How Monday to Friday Jobs Starve Creativity
- Courtenay May
- 2 days ago
- 2 min read
I recently left my automotive career as a service advisor. A career that I never anticipated having, which I simply stumbled upon. After 9 years, I was slow to fully learn the weight a job like this can take on your creative edge. There is always that dream of becoming a full-time artist, which arguably is not always sustainable. But when a job ultimately just pays the bills and exhausts so much energy, it is hard not to wonder if the money is worth the sacrifice of passion that it takes away from you.
Artists sometimes end up where we don't belong because the arts are infamous for not being valued enough. We sacrifice what we are passionate about for stability and certainty. But in a way, you end up with one foot out the door, as you are not following your heart and purpose. What the Japanese call Ikigai is a principle that I seem to always come back to — what you love, what you're good at, what makes money, and what brings joy. It is your purpose for living. So when you actively choose comfort and convenience over what ultimately gives us purpose and happiness, we lose a part of ourselves. And we lose what we love.

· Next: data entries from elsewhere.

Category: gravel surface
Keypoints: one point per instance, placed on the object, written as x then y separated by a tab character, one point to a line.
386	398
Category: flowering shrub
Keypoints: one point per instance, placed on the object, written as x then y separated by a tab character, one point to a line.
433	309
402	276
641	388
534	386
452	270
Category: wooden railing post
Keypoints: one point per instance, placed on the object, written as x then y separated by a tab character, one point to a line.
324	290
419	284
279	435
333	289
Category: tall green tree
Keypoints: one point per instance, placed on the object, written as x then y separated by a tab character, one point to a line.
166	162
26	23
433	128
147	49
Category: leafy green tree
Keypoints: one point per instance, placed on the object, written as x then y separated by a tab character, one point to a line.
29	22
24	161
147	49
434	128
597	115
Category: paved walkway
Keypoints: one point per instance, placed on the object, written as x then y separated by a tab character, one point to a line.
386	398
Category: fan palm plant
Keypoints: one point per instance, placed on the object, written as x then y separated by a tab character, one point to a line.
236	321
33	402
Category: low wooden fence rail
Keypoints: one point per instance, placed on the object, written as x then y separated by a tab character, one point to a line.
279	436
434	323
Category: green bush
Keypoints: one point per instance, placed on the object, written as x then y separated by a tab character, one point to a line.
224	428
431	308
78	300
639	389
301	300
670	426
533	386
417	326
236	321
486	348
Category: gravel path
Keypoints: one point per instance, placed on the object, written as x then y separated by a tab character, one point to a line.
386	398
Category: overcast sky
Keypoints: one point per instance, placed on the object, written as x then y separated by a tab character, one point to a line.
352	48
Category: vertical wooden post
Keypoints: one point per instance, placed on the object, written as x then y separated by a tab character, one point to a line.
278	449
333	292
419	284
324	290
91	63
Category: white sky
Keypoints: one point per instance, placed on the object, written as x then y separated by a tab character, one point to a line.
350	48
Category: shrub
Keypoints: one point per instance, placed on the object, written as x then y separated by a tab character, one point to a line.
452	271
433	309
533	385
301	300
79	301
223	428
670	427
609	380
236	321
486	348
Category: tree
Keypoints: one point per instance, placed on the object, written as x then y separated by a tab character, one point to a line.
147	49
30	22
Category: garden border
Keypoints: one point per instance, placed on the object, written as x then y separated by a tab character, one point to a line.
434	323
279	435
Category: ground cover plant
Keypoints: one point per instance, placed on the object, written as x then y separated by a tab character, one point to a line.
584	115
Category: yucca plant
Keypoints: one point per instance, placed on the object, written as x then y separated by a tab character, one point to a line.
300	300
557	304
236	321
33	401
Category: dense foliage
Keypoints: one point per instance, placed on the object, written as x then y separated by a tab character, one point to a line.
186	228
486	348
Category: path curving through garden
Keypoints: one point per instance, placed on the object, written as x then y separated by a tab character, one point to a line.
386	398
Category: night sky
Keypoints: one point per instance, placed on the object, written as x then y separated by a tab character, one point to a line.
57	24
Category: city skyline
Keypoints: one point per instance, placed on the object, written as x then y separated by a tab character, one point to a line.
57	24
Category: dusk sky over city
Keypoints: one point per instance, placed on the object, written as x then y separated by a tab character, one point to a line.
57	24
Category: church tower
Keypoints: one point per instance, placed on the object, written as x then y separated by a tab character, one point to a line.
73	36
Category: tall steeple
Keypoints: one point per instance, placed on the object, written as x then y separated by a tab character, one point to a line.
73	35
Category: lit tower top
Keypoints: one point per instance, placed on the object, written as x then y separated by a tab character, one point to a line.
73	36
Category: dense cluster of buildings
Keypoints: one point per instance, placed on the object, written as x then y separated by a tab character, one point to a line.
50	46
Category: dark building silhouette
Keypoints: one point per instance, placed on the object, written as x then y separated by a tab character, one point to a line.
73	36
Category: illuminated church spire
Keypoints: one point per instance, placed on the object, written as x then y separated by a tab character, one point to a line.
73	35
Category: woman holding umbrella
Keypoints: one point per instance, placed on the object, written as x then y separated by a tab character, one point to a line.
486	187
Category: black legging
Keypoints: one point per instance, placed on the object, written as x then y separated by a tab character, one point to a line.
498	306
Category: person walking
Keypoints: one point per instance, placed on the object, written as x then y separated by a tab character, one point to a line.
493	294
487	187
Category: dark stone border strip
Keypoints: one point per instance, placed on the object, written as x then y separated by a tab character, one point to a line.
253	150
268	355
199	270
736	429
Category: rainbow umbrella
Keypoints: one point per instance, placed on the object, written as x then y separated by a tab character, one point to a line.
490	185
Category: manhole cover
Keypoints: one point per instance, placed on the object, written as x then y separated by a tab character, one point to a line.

That is why I am walking away from my career in automotive. After a month of not working, I find myself closer to home and closer to what I love — my writing, my art, and my creative edge that had been lost. Of course it was always there, but it was not fully present or realized. This is not to say art is my only direction. I will continue back to university and finish the last year I never completed. Toward a direction that leads to helping people and giving back. Because sometimes even what is easy becomes hard and leads you back to that harder path — the path of self-fulfillment and service to others.
I hope I can create more art and have more energy to put that part of myself into something worth creating, not something that just pays the bills.